Так вот я и думаю, что если бы у меня была такая любовь к тем людям, которым я сообщаю свои разумные основы жизни, такая любовь, какая есть у матери к ребенку, то никто бы не усомнился в истинности этих основ. А то у меня есть одно, а нет другого. Если же мне не допустить этого, что неубедительность моих разумных доводов происходит от недостатка во мне любви, то я должен буду признать еще худшее и невозможное, для меня по крайней мере, что истины христианские не совсем истинны.
Разумное сознание истин, открытых нам в душе и кроме того Христом, есть великое и великое благо, но мы склонны приписывать этому сознанию слишком большое значение: слишком мы радуемся этому и останавливаемся, как будто уже достигли всего, что нужно. Шаг действительно огромный в сравнении с тем мраком, в котором мы жили; но все-таки это только шаг и даже крошечный шаг, за которым должно следовать шествие по тому огромному бесконечному пути, который открывается нам, по пути применения этого сознания к жизни в любви, которая не так сразу заменяет нашу жестокую зверскую личную жизнь с привычками и страстями, которыми мы жили и живем, а по капелькам вливается нам в душу, — та любовь, которая по существу своему требует бесконечного роста, увеличения. Работа моя над этим только чуть-чуть начинается. Так вот я в этом смысле и упрекаю себя за то, что не умею — не убеждать, а побеждать людей той непобедимой силой, которая дана нам. Один ходишь, думаешь и как будто чуешь в себе зарождение этой силы; кажется, сойдусь с человеком и сейчас залью его, заполню этой непобедимой силой, зарождающейся во мне, а приступишь к делу, сойдешься с ним, и вместо несокрушимого меча, который, казалось, держишь в руках, оказывается гибкий, хрупкий росточек, который тут же, при первой схватке, и сломаешь, и бросишь, затопчешь. А знаю, и вы знаете наверное, что возможно не то что овладеть, но быть участником этой силы.
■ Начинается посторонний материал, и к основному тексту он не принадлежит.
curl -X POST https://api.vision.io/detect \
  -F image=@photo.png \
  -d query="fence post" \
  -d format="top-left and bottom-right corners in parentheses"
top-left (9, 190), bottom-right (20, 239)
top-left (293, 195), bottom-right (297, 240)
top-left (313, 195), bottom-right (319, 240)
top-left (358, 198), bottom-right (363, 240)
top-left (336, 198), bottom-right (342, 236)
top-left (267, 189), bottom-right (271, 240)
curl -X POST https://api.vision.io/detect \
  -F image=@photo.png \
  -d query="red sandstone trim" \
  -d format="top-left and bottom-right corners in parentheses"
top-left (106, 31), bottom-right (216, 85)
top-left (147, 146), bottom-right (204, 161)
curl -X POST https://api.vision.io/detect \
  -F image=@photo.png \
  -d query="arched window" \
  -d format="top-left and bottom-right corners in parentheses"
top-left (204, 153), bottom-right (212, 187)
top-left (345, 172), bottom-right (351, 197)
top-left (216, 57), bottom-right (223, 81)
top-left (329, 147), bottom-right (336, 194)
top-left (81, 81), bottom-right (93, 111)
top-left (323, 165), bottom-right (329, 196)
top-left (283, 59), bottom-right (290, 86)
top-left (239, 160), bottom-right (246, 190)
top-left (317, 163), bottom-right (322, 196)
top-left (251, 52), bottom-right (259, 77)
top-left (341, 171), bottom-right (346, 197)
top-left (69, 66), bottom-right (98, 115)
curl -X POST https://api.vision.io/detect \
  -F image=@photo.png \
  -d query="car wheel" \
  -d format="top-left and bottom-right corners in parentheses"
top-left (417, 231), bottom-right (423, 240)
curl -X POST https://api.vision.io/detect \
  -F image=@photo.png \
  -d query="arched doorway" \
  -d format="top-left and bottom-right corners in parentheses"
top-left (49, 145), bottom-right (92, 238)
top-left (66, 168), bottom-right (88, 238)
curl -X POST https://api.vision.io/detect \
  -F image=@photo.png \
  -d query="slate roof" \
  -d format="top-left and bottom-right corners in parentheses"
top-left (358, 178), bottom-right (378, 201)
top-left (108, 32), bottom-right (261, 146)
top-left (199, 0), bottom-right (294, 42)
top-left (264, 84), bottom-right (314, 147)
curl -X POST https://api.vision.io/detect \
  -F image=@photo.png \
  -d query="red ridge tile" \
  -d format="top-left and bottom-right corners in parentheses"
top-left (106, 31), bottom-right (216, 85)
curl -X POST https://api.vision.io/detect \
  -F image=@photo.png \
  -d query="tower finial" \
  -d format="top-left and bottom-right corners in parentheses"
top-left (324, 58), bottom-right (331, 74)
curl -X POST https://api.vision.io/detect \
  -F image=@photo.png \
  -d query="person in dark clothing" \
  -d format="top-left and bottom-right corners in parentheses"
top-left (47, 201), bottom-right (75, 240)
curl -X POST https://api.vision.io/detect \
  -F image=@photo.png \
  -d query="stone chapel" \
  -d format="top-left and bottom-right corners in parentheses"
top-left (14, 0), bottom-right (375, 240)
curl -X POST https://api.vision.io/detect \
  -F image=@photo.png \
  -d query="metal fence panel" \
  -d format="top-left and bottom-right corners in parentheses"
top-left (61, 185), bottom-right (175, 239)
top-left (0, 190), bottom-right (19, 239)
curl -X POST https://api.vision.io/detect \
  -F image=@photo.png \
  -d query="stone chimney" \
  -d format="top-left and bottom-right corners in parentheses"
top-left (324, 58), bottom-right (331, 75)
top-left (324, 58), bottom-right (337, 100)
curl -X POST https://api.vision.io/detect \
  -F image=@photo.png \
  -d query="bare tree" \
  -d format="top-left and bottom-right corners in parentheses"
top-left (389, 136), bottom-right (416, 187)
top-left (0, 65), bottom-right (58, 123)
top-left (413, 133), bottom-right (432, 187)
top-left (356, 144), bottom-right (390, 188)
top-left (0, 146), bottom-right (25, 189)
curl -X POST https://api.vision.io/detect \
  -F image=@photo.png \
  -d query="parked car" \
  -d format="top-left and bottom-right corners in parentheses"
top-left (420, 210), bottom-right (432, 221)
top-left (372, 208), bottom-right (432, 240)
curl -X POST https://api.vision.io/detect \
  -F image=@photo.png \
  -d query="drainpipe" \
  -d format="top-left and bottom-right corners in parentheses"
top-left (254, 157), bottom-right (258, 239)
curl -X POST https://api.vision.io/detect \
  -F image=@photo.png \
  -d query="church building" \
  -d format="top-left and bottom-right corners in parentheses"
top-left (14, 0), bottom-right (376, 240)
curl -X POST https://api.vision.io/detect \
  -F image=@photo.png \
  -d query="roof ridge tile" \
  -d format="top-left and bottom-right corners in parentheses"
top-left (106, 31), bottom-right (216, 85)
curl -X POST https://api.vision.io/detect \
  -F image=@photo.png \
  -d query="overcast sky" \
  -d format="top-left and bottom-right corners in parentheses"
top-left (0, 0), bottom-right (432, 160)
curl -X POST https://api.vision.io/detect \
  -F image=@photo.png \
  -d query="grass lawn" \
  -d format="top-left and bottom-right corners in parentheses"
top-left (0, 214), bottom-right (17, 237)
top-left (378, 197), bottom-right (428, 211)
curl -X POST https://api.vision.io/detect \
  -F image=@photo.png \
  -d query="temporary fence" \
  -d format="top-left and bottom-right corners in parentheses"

Пишу, и неприятно вспоминать, что как будто пишу не вам, но читателям, что вы покажете письмо. Так это мне отравляет простое братское общение в письмах.
Писал, как приходило в голову, — нескладно; но мне мысль моя ясна. Очень бы рад был, коли вы были согласны. Да почти уверен в этом. Если же не согласны, то постарайтесь понять общий смысл, а не обращайте внимание на подробности. Ну, до следующего письма, целую вас и вашу милую старуху и ваших.
Л. Толстой.
Очень бы хотелось поскорее сообщить вам мою статью о жизни; я уверен, что она придется вам по сердцу.
Вопрос о единстве того закона разума, которого проявление мы видим вне себя в природе и который мы сознаем в себе, как закон своей жизни, который мы должны исполнять для своего блага — там, я надеюсь, изложен хорошо. Закон единый, различие только в том, что там мы видим, как он исполняется, но исполняем не мы, а в себе мы не видим его, но должны неизбежно исполнять его для своего блага.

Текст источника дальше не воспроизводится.